Strategies to enhance the electrochemical performance of strontium-based electrode materials for battery-supercapacitor applications

Abstract

• Sonochemical approach was employed for synthesis of sulfides-based electrode materials. • The optimized electrodes show excellent specific capacity and rate capability. • Hybrid device (SrS//AC) was assembled revealing remarkable energy density (44.39 Whkg -1 ). • Capacitive and diffusive contribution was investigated through Dunn’s model. Asymmetric supercapacitors (SCs) have gained peculiar attention in energy storage domain. However, they still lack to accommodate high specific energy (E s ) and power density (P s ) demands. Therefore, the performance enhancement of supercapacitors by utilizing various electrode materials with superior electrochemical activities is desired. Herein, we have studied various strontium-based materials for asymmetric device applications. Initially, strontium oxide (SrO), phosphide (Sr 3 P 2 ), and sulfides (SrS) were sonochemically synthesized. The structural, morphological, and elemental study were performed by X-ray diffraction (XRD), scanning electron microscopy (SEM) and energy dispersive X-ray spectroscopy (EDX).

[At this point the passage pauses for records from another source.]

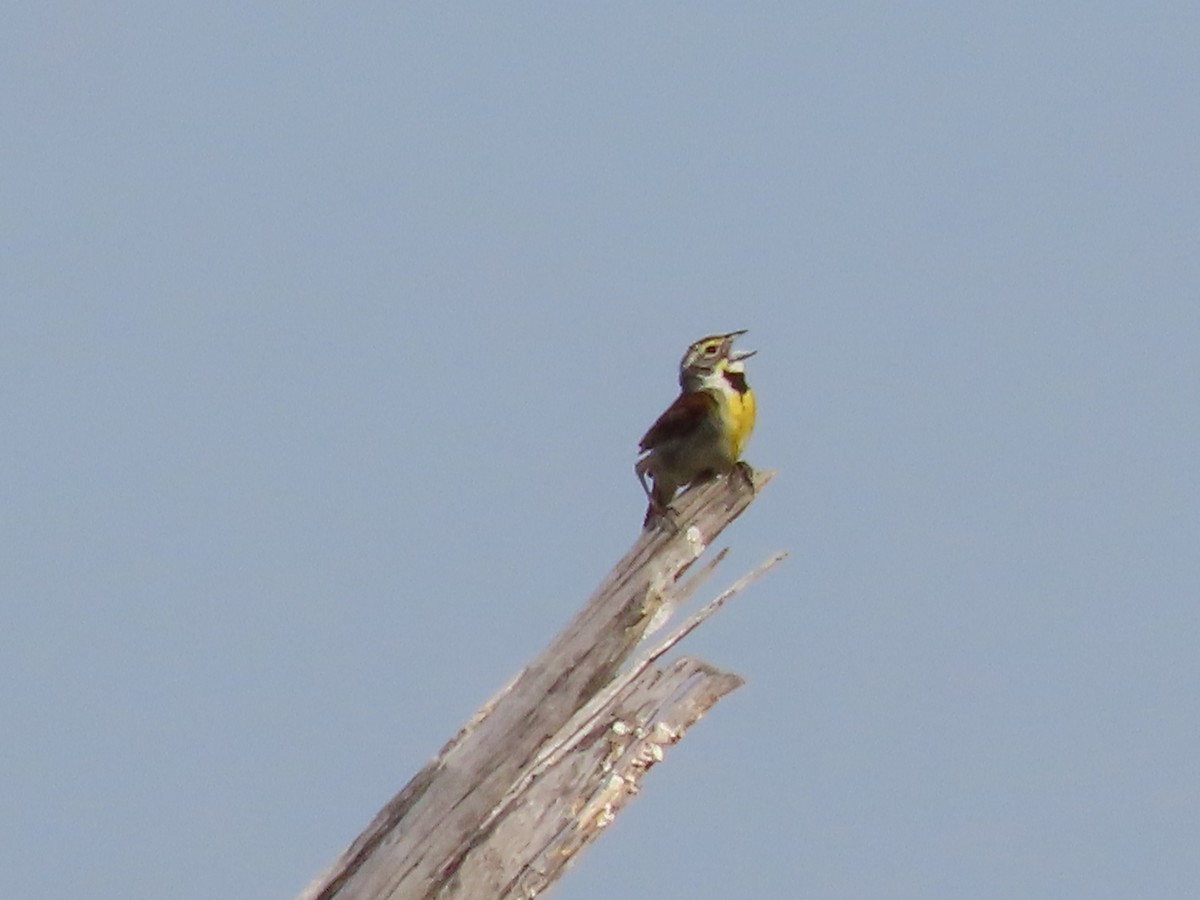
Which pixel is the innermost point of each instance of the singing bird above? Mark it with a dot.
(703, 431)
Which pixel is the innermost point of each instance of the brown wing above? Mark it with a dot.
(681, 418)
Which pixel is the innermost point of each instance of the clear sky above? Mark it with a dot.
(327, 337)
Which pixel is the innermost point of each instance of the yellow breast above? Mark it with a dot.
(739, 413)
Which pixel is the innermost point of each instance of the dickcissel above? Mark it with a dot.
(702, 432)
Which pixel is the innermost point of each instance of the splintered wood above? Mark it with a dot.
(544, 767)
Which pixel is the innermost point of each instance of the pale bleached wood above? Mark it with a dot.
(528, 781)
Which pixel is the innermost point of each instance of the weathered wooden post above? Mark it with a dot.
(546, 763)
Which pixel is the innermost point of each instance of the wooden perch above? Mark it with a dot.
(545, 765)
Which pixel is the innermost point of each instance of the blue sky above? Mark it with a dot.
(327, 339)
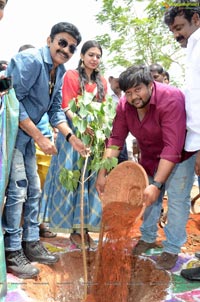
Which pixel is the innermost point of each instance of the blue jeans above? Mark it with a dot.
(23, 194)
(178, 187)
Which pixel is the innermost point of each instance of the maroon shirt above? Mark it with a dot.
(161, 134)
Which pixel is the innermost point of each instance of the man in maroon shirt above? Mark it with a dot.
(154, 113)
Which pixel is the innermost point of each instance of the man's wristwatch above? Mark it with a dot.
(157, 184)
(68, 136)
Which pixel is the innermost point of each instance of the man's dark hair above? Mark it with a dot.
(185, 8)
(25, 46)
(67, 28)
(3, 65)
(166, 74)
(156, 67)
(135, 75)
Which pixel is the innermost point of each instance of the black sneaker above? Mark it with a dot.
(18, 265)
(36, 252)
(143, 246)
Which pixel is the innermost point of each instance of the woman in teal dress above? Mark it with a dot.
(60, 207)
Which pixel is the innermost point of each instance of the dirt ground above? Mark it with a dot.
(64, 281)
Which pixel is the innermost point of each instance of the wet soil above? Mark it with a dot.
(64, 281)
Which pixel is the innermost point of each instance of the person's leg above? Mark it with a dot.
(15, 198)
(178, 188)
(123, 156)
(16, 261)
(33, 248)
(149, 226)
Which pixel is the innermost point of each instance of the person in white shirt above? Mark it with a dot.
(183, 20)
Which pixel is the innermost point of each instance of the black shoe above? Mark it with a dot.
(18, 265)
(192, 274)
(36, 252)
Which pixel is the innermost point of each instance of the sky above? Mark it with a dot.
(30, 22)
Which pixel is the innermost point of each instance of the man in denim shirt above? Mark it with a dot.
(37, 79)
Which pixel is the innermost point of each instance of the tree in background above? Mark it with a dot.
(132, 39)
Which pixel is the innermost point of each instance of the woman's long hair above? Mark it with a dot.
(95, 76)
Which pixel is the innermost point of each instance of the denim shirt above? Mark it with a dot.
(30, 71)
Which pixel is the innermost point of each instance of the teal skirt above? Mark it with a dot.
(61, 208)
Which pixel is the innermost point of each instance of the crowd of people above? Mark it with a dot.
(146, 103)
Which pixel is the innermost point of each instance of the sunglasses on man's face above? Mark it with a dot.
(64, 43)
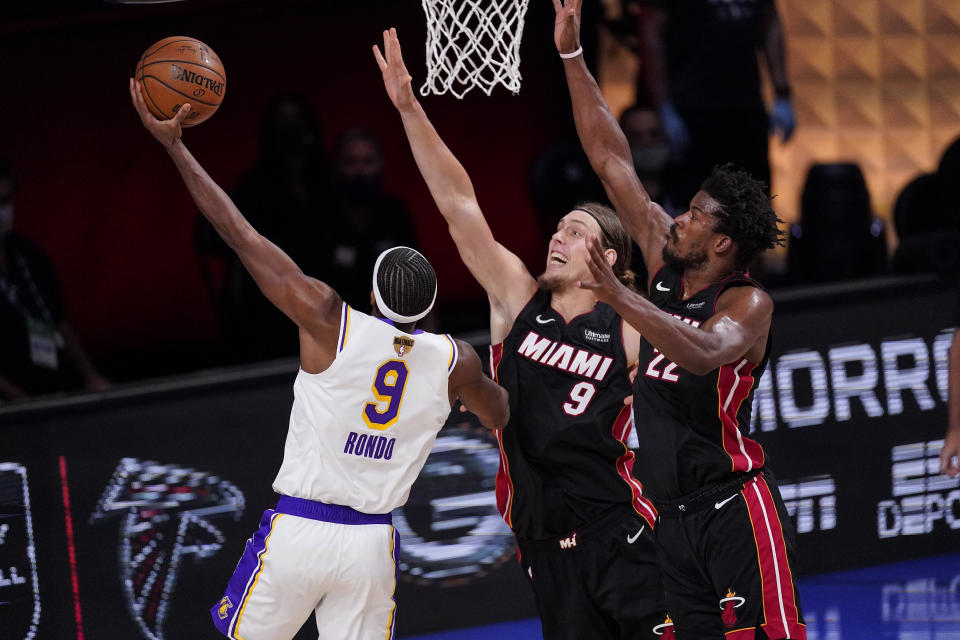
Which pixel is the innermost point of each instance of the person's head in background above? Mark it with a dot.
(290, 140)
(6, 198)
(358, 164)
(643, 129)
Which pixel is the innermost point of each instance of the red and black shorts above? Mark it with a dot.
(726, 553)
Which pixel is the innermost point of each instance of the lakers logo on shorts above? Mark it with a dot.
(223, 607)
(665, 629)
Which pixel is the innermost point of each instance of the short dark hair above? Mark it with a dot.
(745, 212)
(612, 236)
(406, 281)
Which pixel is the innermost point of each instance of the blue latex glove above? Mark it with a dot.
(782, 120)
(676, 130)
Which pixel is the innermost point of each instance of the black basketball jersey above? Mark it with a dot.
(563, 457)
(692, 429)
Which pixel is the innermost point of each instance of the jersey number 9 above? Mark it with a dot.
(388, 385)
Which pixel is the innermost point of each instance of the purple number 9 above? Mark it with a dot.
(387, 387)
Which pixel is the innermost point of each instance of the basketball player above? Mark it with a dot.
(723, 537)
(371, 394)
(564, 484)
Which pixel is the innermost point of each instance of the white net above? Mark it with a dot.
(473, 43)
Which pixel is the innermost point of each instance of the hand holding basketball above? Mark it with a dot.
(167, 132)
(178, 70)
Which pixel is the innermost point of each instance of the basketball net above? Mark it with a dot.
(473, 43)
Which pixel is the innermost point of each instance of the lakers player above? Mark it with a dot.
(724, 538)
(371, 394)
(565, 485)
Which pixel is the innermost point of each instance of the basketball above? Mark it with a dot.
(180, 70)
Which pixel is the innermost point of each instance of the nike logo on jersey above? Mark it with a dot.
(723, 502)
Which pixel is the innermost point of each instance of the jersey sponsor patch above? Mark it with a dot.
(402, 345)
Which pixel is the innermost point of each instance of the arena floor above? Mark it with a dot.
(913, 600)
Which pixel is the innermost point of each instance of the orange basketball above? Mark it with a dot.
(181, 70)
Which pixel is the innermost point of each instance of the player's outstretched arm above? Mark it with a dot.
(479, 394)
(949, 454)
(738, 327)
(501, 273)
(313, 305)
(606, 146)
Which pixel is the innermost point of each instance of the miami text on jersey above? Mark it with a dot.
(562, 356)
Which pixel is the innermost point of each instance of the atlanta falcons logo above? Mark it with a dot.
(163, 511)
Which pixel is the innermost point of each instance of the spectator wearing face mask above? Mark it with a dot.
(39, 352)
(369, 221)
(287, 196)
(650, 149)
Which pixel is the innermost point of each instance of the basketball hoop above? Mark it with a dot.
(473, 43)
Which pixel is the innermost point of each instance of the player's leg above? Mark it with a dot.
(567, 611)
(624, 577)
(749, 547)
(360, 604)
(690, 597)
(259, 602)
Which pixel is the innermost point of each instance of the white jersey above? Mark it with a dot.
(361, 431)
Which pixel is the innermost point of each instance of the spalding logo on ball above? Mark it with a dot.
(180, 70)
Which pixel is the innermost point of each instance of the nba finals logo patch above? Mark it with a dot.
(665, 629)
(225, 604)
(729, 605)
(402, 344)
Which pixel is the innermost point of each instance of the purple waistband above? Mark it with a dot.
(329, 512)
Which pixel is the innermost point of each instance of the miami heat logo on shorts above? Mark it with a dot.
(729, 605)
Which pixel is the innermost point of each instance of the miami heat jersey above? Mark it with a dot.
(361, 431)
(563, 458)
(692, 429)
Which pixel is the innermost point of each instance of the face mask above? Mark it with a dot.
(650, 160)
(293, 139)
(6, 219)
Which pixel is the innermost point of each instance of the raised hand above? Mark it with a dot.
(605, 285)
(396, 79)
(950, 454)
(167, 132)
(566, 29)
(782, 119)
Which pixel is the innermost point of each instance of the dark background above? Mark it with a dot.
(101, 197)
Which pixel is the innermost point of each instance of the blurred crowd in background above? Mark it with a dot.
(327, 206)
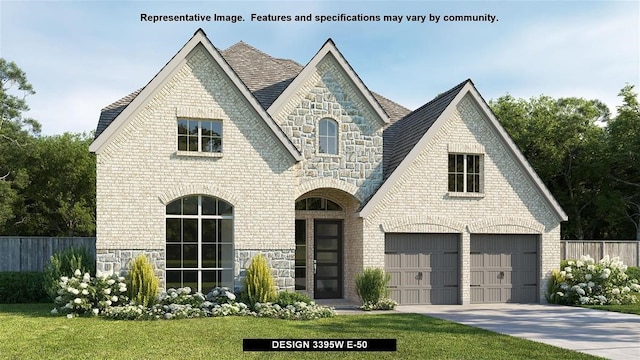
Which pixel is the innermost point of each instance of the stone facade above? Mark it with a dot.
(509, 202)
(328, 93)
(280, 261)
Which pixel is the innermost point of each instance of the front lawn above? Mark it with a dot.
(28, 331)
(628, 309)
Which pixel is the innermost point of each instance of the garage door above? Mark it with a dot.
(423, 268)
(504, 268)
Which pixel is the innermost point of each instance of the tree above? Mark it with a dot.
(623, 137)
(47, 184)
(564, 144)
(59, 199)
(15, 134)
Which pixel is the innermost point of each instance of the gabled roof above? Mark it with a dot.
(403, 135)
(328, 49)
(265, 76)
(116, 115)
(409, 135)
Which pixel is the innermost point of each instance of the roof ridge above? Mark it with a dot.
(440, 96)
(122, 100)
(274, 59)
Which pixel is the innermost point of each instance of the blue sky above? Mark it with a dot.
(83, 55)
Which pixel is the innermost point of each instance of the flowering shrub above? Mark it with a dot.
(221, 295)
(588, 282)
(174, 304)
(384, 304)
(181, 296)
(298, 311)
(84, 295)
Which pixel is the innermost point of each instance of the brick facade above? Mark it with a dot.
(420, 202)
(140, 171)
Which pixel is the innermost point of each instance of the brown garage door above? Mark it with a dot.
(504, 268)
(423, 268)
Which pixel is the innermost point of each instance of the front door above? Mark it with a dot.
(328, 259)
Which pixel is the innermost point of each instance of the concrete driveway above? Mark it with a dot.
(600, 333)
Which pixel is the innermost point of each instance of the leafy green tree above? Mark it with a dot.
(59, 199)
(623, 137)
(564, 143)
(16, 132)
(47, 184)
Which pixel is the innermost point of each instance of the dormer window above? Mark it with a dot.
(328, 137)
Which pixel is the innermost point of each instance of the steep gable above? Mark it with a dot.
(118, 119)
(419, 128)
(403, 135)
(328, 52)
(265, 76)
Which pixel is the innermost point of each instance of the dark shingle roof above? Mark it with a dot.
(404, 134)
(265, 76)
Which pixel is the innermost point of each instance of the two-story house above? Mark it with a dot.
(227, 154)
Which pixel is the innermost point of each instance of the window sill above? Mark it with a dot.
(198, 154)
(465, 195)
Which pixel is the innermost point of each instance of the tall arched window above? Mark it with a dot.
(199, 246)
(328, 137)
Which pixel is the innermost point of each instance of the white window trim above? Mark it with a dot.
(465, 193)
(338, 142)
(200, 153)
(200, 217)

At first, three electrode system was used to execute electrochemical testing, which revealed SrS to hold prime performance compared to SrO and Sr 3 P 2 . The SrS sample obtained high specific capacity (Q s ) of 451.7 C/g (3 mV/s) and 202.5 C/g (0.5 A/g). The electrochemical analysis of the aforementioned SrS electrode was further investigated in two electrode configuration with activated carbon (AC). The device exhibited 44.39 Wh/kg E s and P s of 595 W/kg and attained power of 8400 W/kg while having E s of 12.9 Wh/kg with significant capacity retention of 89.6% over 5000 cycles. Furthermore, a simulation approach was scrutinized to verify the capacitive and diffusive contributions. The results obtained predicts strontium sulfides to be efficient materials for asymmetric supercapacitor applications.